On Monday morning, after experiencing some rush-hour traffic around Ann Arbor (as a German who grew up with public transportation, this was slightly terrifying), I arrived at the archive. I first had to sign in and received a temporary researcher badge. One of the archivists greeted me and explained the research rules and procedures. Archival sites want to ensure that future historians can continue to use the records which is why archives have a number of rules on how to handle their documents. These include: no drinks or food in the room (understandably so they don’t want coffee stains on the documents), no pens (imagine an ink spill!), no backpacks or purses. Laptops, cell phones, and tablets were allowed in the Ford Library. Archives do differ in their rules and regulation regarding these items. 

After signing several documents, and receiving my researcher card, I was finally allowed to go into the reading room. Archives are not like libraries where you can just wander around the shelves and pull whatever you like. Only staff members are allowed to pull the boxes with the documents – I had to fill out a slip of paper to have certain collections and boxes pulled. 

Once I received the boxes, I began sifting through them. There are also several rules that had to be followed when going through the boxes with the folders. These include but are not limited to:  one folder at a time, maintaining the order of the folders, no writing on the documents, bending them, or removing staples. Researchers have different ways of recording their finds. I opted to take pictures and jot down some quick notes. One of the most important things for me was to make sure that I knew exactly where a particular document was from. I really wanted to avoid having to return to the archive to look for the correct bibliographical information. 

To make the most of my time, I prioritized certain collections. In addition, one of the archivists recommended a collection that I did not have on my radar at all. This collection proved to be a gold mine. It had been compiled by the investigative journalist Dale van Atta. I was amazed by the amount of intelligence documents he had somehow acquired. Granted, at times there were large parts of the documents that had been redacted for national security reasons. But I still found a lot of information in his collection. All of my previous research experience had been with digitized documents. There were several moments when I held a document and thought: “Wow, this document was signed by Gerald Ford or Brent Scowcroft or Henry Kissinger!” Holding these documents made them come more alive than they ever did on my computer screen.

While I really enjoyed my time in the archive, there were two things that were frustrating to me. First, I found dozens of documents that had been partly or entirely redacted. Obviously, this is due to the somewhat sensitive nature of my research topic. Seeing the pink slip that indicated that the document had been pulled because of national security reasons was sometimes disheartening. I did encounter several documents that could potentially be de-classified, but the review process (as one the archivists told me) would take years. The other thing that was frustrating was going through dozens of folders and boxes without finding anything of substance. At times it seemed like I was wasting my time, but I still kept going. You never knew, after all, what was in the next folder.
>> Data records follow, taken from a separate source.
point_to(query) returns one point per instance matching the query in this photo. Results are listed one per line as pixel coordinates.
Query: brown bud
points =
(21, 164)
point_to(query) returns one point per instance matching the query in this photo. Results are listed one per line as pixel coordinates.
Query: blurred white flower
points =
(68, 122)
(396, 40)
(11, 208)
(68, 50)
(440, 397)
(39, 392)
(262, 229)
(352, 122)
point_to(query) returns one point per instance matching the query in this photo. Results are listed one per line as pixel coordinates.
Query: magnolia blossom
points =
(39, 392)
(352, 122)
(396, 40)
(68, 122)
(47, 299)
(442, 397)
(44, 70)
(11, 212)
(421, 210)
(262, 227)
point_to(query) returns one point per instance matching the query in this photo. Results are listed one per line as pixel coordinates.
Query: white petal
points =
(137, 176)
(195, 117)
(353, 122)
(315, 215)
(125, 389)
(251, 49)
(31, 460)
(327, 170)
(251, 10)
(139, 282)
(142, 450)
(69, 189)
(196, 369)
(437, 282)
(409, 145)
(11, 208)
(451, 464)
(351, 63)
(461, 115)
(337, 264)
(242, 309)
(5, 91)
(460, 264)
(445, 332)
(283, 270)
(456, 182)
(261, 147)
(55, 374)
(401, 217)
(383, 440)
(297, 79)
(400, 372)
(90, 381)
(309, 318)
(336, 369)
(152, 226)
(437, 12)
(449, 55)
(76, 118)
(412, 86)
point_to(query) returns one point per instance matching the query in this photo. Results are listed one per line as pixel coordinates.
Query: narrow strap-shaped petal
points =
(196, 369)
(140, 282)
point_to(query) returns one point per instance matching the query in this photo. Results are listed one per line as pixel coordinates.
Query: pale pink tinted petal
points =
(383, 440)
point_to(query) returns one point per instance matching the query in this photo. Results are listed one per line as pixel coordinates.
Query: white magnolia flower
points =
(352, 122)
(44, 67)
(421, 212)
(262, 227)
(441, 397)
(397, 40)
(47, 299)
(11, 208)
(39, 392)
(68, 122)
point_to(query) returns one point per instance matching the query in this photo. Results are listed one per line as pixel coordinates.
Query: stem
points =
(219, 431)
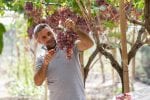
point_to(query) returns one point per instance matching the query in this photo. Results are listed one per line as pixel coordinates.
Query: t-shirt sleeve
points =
(39, 63)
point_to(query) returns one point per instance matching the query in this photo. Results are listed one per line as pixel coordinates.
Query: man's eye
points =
(43, 37)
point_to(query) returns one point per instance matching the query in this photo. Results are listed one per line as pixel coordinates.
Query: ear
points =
(38, 40)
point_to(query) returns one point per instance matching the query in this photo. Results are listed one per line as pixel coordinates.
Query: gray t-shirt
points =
(64, 76)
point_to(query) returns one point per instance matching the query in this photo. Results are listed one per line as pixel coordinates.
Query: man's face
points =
(47, 38)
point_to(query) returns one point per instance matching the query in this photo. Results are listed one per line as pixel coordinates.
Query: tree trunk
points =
(102, 68)
(123, 24)
(147, 15)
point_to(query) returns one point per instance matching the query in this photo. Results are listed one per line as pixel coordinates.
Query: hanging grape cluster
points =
(66, 40)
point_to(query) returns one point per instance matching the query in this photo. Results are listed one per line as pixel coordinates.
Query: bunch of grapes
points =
(100, 2)
(66, 40)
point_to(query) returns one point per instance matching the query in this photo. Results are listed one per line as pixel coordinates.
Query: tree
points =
(96, 17)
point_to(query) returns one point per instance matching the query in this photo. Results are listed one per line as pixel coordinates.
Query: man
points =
(64, 76)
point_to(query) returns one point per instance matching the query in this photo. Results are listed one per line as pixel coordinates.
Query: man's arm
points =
(40, 75)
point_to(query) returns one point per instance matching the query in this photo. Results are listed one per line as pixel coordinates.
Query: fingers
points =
(69, 23)
(49, 56)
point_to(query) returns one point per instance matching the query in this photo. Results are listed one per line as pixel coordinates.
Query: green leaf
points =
(2, 30)
(109, 24)
(115, 34)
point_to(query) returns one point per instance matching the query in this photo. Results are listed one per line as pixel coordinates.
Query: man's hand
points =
(49, 56)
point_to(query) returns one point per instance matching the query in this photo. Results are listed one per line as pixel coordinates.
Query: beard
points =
(51, 45)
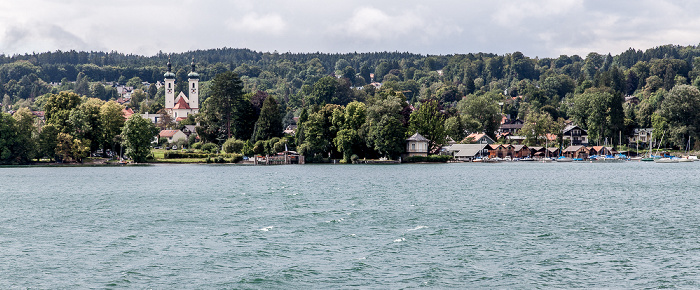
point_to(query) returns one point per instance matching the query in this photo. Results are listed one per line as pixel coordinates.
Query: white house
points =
(417, 145)
(173, 135)
(182, 106)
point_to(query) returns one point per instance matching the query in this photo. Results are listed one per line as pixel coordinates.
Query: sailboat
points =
(687, 158)
(649, 157)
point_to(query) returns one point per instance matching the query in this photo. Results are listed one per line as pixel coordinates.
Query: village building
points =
(479, 138)
(173, 135)
(641, 137)
(468, 152)
(576, 151)
(520, 151)
(574, 135)
(417, 145)
(511, 126)
(181, 106)
(500, 150)
(600, 151)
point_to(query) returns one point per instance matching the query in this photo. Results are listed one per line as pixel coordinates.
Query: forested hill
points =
(588, 90)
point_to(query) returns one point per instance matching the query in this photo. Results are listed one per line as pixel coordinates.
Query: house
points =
(153, 117)
(173, 135)
(537, 151)
(181, 106)
(416, 145)
(520, 151)
(574, 135)
(576, 151)
(641, 136)
(39, 114)
(127, 112)
(189, 130)
(467, 152)
(511, 126)
(631, 100)
(479, 138)
(500, 150)
(290, 130)
(600, 150)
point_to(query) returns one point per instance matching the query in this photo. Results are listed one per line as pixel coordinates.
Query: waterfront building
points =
(181, 106)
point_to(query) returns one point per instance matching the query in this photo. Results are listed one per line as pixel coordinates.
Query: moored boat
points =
(666, 160)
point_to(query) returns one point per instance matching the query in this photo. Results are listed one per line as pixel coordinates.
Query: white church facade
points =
(181, 106)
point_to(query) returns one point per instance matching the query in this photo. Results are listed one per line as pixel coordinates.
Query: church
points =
(181, 106)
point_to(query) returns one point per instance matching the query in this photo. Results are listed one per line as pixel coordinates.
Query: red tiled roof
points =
(167, 133)
(181, 104)
(127, 112)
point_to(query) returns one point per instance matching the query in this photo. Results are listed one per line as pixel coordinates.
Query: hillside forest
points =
(356, 105)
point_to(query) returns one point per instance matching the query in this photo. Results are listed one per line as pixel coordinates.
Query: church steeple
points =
(193, 78)
(169, 87)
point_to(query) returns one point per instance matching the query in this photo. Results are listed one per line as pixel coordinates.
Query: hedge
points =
(431, 158)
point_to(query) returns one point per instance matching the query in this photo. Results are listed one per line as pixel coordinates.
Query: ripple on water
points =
(628, 225)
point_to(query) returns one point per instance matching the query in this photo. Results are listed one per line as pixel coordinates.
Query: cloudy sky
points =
(544, 28)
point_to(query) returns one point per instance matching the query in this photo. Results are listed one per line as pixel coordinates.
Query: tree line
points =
(470, 91)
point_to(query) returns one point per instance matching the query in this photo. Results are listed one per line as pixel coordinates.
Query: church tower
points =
(193, 79)
(169, 87)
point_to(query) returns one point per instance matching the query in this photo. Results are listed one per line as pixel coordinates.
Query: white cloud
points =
(254, 23)
(369, 23)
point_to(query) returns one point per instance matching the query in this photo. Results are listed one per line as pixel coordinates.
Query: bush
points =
(431, 158)
(233, 146)
(210, 147)
(259, 147)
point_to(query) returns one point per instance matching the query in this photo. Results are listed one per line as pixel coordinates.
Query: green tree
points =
(64, 147)
(349, 122)
(681, 109)
(225, 101)
(536, 127)
(138, 134)
(47, 141)
(112, 120)
(320, 130)
(483, 111)
(57, 109)
(269, 123)
(455, 128)
(233, 146)
(429, 122)
(384, 128)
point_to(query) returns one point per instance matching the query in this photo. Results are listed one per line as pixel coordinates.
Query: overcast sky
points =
(544, 28)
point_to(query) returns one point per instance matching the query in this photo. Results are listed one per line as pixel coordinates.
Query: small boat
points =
(666, 160)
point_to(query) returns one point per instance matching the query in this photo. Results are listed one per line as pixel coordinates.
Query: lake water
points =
(508, 225)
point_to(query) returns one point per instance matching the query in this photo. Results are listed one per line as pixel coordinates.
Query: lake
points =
(461, 225)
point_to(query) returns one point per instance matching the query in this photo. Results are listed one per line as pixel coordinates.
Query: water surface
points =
(508, 225)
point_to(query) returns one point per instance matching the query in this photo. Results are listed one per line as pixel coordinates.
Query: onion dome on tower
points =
(169, 74)
(193, 74)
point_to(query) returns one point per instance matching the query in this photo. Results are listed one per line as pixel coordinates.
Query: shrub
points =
(210, 147)
(259, 147)
(431, 158)
(233, 146)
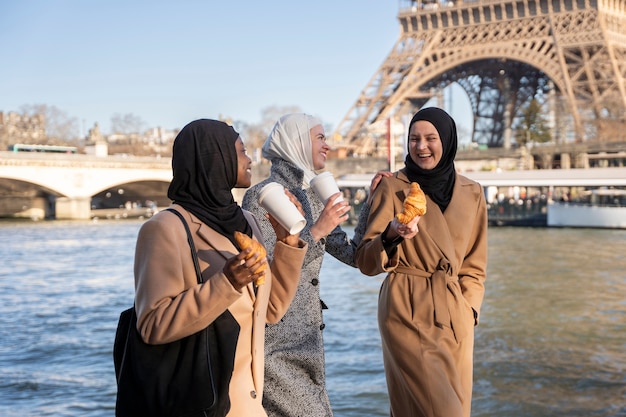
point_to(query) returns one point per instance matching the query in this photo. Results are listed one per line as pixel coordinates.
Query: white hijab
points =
(290, 139)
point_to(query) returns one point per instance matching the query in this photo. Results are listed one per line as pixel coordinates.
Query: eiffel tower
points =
(570, 55)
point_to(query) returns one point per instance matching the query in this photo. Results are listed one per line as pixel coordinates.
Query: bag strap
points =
(194, 254)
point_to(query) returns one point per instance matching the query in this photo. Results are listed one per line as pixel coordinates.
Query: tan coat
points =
(171, 305)
(430, 299)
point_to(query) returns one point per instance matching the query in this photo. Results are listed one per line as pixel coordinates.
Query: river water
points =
(552, 338)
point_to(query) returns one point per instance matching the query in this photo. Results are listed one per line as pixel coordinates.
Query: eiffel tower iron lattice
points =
(568, 54)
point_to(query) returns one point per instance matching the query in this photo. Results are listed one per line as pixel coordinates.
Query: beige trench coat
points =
(171, 305)
(430, 300)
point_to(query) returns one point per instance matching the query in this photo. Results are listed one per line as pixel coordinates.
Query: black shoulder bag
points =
(188, 377)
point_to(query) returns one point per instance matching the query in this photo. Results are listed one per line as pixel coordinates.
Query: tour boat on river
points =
(598, 208)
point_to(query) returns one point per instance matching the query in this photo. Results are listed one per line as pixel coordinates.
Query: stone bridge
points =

On a lighter note, as an avid Michigan State Spartan fan (I went there for a year), being surrounded by all the University of Michigan colors and buildings was different. 
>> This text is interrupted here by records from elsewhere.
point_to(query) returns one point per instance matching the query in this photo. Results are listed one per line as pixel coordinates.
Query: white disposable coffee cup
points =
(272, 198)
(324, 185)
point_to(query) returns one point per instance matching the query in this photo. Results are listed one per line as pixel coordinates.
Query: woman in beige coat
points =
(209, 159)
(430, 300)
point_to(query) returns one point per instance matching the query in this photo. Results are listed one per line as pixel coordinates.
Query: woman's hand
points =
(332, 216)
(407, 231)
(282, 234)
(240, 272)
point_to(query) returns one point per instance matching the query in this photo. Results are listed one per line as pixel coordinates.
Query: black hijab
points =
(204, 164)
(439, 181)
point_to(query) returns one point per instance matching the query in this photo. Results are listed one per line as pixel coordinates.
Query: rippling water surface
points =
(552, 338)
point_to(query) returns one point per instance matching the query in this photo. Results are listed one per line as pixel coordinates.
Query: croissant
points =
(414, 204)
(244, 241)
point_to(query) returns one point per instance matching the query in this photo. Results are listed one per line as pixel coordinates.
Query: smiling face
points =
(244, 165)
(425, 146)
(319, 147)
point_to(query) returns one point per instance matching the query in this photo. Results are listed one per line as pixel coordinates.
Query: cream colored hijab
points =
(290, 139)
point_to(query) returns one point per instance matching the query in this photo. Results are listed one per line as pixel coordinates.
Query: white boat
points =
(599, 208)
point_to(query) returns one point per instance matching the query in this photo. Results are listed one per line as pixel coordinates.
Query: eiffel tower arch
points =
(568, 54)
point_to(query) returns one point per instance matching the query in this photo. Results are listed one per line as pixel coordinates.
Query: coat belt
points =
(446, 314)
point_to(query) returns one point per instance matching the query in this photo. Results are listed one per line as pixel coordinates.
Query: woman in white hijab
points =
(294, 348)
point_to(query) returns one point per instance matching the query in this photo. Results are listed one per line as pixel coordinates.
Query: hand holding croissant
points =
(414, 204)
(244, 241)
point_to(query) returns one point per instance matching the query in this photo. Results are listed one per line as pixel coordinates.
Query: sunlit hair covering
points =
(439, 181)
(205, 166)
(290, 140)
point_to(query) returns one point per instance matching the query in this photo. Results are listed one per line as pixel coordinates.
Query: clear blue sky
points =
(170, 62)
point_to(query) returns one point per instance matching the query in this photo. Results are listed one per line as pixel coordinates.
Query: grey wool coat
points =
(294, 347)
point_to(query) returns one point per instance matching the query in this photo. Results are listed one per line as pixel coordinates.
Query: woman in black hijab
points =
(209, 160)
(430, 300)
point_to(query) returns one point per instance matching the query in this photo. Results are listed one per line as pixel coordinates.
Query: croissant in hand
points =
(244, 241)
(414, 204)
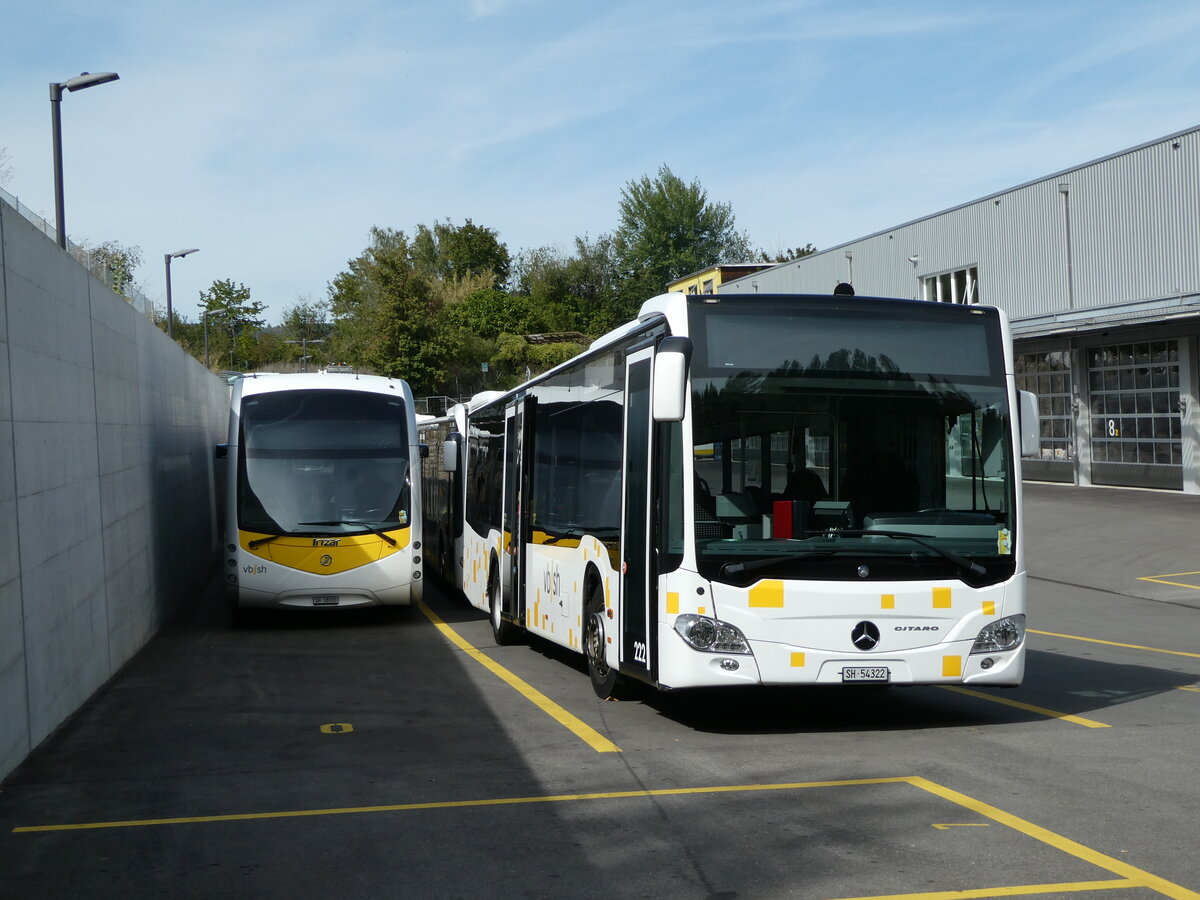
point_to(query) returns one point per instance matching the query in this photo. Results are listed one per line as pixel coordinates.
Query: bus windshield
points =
(322, 462)
(850, 439)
After my return to Mount Pleasant, I am now busy cataloging all my pictures, and actually properly reading through them. I fully expect to go back to the archive at least one more time. Overall, I learned a lot during my week at the Gerald R. Ford Presidential Library, not only about my particular topic, but also about doing research in an archive. It has also taught me to appreciate archives and archivists even more. As historians we depend so much on them, and without them our work would be a lot more difficult, or even impossible.